凛も自然な動作で俺の隣に座り、予備のキーボードとマウスを使い慣れた手つきで引き寄せる。
俺も男だ。『まだしません』発言を出された事で男としてもしや……みたいな考えが頭をよぎった。
実際準備するものは準備した……つもりだ。
だが結論を先に言うと結局そんなこと、はなかった。
ゆっくりでいい。俺たちのペースで行こう。
そこからの二時間は、文字通り「相棒」としての時間だった。
合宿で溜まっていた新イベントの攻略、ギルドメンバーとのチャット、そして、他愛のない罵り合い。
「カズ、そこ! 突っ込みすぎ!」
「うるせー! お前のバフがコンマ五秒遅いんだよ!」
ボイスチャットなし。
すぐ隣から聞こえる、彼女の本物の声。
画面の中で重なり合うアバターと、リアルで触れ合う肩の熱。
やっぱり、三年間、ずっとこれがしたかった。
画面越しじゃ絶対に届かなかった、この「安心感」の正体。
けれど、クエストを一つクリアしたところで、凛が不意にコントローラーを置いた。
「…………。一真。……疲れた」
「そうだな、合宿帰りだもんな。少し休めよ」
「うん。……それで。……。……覚えてる? 駅前での約束」
凛は上目遣いで、少しだけ潤んだ瞳を向けてきた。
――『一真の腕枕ね』
俺の心臓が、今日何度目かわからない爆発を起こした。
「……。……本気、か?」
「だーめ。拒否権なし。……九日も待たせた騎士サマの義務でしょ?」
凛はそう言うと、俺の腕を強引に引っ張ってベッドの方へと導いた。
俺は観念して、仰向けに横たわる。
「……ほら、こいよ」
俺が左腕を広げると、凛は顔を真っ赤にしながら、けれど迷うことなく俺の脇に潜り込んできた。
ずしり、と。
俺の腕に、彼女の頭の心地よい重みがかかる。
ふわりと、彼女の髪から漂うあの甘い香りが、一瞬で俺の理性を焼き尽くそうとした。
「――――っ!!」
「…………にひひ。一真、固まりすぎ。石像になっちゃうよ?」
凛は俺の胸元に顔を押し付け、クスクスと笑いながら、俺のシャツをギュッと指先で掴んだ。
「……。……。お前だって、……心臓、五月蝿いぞ」
「いいの。……これが、私の『ログイン報酬』なんだもん。……一真の匂い、すっごく落ち着く……」
凛は満足そうに目を閉じ、俺の腕にさらに身体を密着させてきた。
薄暗い部屋。
窓の外から聞こえる蝉の声と、遠くで響くお母さんの笑い声。
親友から恋人になった俺たちの、初めての「何もしない」時間。
画面の中の騎士と魔導師は、今、お互いの体温を分け合うようにして、静かに休息の時を過ごしていた。
「……ねえ、一真」
「なんだよ」
「……相棒。……。これからもずっと、……私の隣、……。……空けておいてね?」
凛の声は、眠気に耐えるように、けれど確かな意志を持って響いた。
「…………。ああ。……わかってるよ。……お前の特等席は、死んでも誰にも譲らねーわ」
「…………にひひ。……。……。大好きだよ、一真」
「……ああ、俺も大好きだよ」
彼女の呼吸が、ゆっくりと深く、穏やかになっていく。
腕の中に収まった、小さくて、温かくて、けれど世界で一番大切な重み。
三年前。
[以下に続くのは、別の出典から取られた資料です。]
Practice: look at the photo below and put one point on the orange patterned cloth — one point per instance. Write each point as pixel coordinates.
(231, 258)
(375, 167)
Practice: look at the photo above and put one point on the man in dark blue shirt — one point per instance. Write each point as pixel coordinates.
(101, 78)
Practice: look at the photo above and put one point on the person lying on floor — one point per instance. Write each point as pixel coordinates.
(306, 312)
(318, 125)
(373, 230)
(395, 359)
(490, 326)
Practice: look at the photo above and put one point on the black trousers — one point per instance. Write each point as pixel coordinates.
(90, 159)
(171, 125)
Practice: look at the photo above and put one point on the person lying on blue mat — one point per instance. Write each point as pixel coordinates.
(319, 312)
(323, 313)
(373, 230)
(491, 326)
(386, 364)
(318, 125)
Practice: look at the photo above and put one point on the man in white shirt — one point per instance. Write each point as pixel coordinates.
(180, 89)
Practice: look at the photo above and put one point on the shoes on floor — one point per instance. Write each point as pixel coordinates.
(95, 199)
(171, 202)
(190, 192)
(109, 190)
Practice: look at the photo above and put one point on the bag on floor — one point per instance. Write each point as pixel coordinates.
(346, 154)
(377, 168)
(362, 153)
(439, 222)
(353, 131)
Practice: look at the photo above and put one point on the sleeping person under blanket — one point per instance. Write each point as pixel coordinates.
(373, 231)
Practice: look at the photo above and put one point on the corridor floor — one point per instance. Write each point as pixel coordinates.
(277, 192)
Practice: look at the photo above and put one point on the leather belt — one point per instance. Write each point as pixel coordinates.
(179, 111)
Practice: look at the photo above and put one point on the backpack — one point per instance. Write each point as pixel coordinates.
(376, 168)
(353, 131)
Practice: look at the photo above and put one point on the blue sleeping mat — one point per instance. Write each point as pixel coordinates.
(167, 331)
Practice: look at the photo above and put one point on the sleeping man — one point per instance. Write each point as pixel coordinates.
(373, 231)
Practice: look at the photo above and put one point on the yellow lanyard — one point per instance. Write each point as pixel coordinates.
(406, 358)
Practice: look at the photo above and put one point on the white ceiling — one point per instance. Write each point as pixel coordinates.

ボイチェンのノイズ越しに始まった物語。
あの頃の俺には、想像もできなかった未来が、今、俺の左腕の中にあった。
気づけば九日間の疲れが募ったのか既に彼女は寝てしまっていた。
スースーと、規則正しい寝息を立てて眠るその姿はたまらなく愛おしく感じる。
俺は、彼女の寝顔を見つめながら、空いた右手で彼女の頭を優しく、優しく撫でた。
こんな無防備な彼女の顔を見ていると、さっき男として……みたいなことを考えていた自分がアホらしくなってくる。
……まぁ『まだしません』だな。
そんなことを思いつつも、
(……。……。さて。……これ。……。……いつ腕を引き抜けばいいんだ……?)
幸せすぎる絶望を噛み締めながら。
俺は、一生解きたくないこの「魔法」に包まれて、自分もゆっくりと目を閉じた。
俺たちの、不器用で、けれど最高に無敵な「本編」は。
この密室の微睡みから、また一段と熱く、深く、走り出そうとしていた。